Dall’Australia arrivano accuse dirette a WeChat, che avrebbe rimosso l’account del primo ministro Scott Morrison. Oltre a questo, i 76 mila seguaci che sulla piattaforma seguivano quell’account sarebbero stati reindirizzati a un altro account chiamato “Australian Chinese New Life”. Quest’ultimo afferma di fornire informazioni agli australiani che stanno in Cina. A rendere nota la rimozione dell’account è stato James Paterson, presidente della commissione parlamentare congiunta sull’intelligence e la sicurezza dell’Australia, parlando di una violazione dell’account del primo ministro australiano.



Un avviso di WeChat del 5 gennaio riferiva – come riposta CNN Business – che «tutti gli affari e le funzioni» si quell’account erano stati trasferiti a quell’account, collegato con una società tecnologica che ha sede nella provincia cinese di Fujian. Secondo Tencent – che possiede WeChat – non esisterebbero prove di una violazione dell’account di Morrison e la proprietà dell’account sarebbe stata contestata. «L’account in questione è stato originariamente registrato da un individuo cinese – ha affermato la società quotata in borsa – ed è stato successivamente trasferito al suo attuale operatore, una società di servizi tecnologici». Tutto normale per WeChat, quindi, che dice di non riscontrare nessun tipo di irregolarità in questa storia promettendo però di continuare a esaminare la questione.

Le ipotesi dell’Australia su questa mossa di WeChat  e la proposta di boicottaggio

In molti nel governo australiano prendono posizione in merito alla questione – con la diretta richiesta di farlo anche al leader dell’opposizione australiana Anthony Albanese – ed è stata fatta una proposta formale per boicottare WeChat nell’anno delle federali australiane (in programma per il prossimo 21 maggio) tramite cui verranno eletti i membri del 47° Parlamento australiano. Il boicottaggio parte da Gladys Liu, membro della Camera dei Rappresentanti australiana che rappresenta la divisione di Chisholm nel Victoria.

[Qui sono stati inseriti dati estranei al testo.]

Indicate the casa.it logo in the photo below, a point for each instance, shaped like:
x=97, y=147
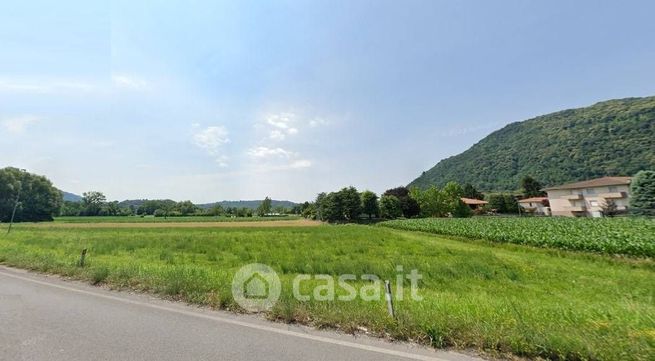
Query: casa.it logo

member of the Australian House of Representatives representing the Division of Chisholm in Victoria

Paterson non ha esitato a ipotizzare le ragioni di un’azione del genere compiuta volontariamente. I problemi con la gestione dell’account sono cominciati a metà 2021, in concomitanza con il G7. L’ipotesi di Paterson – esternata durante un’intervista – è che questa azione possa essere legata a quanto affermato in quell’occasione dal primo ministro Morrison «sui pericoli di diventare sovraesposti alla Cina e di subire una posizione dominante da parte sua».

Già all’epoca il governo australiano «ha fatto appello direttamente a WeChat per chiedere loro di ripristinare l’accesso» non ricevendo però riposta. Il portavoce del ministro degli Esteri cinese Zhao Lijian ha parlato di una «questione tra Morrison e WeChat» parlando di accuse di interferenza da parte della Cina che «non è altro che denigrazione infondata e diffamazione».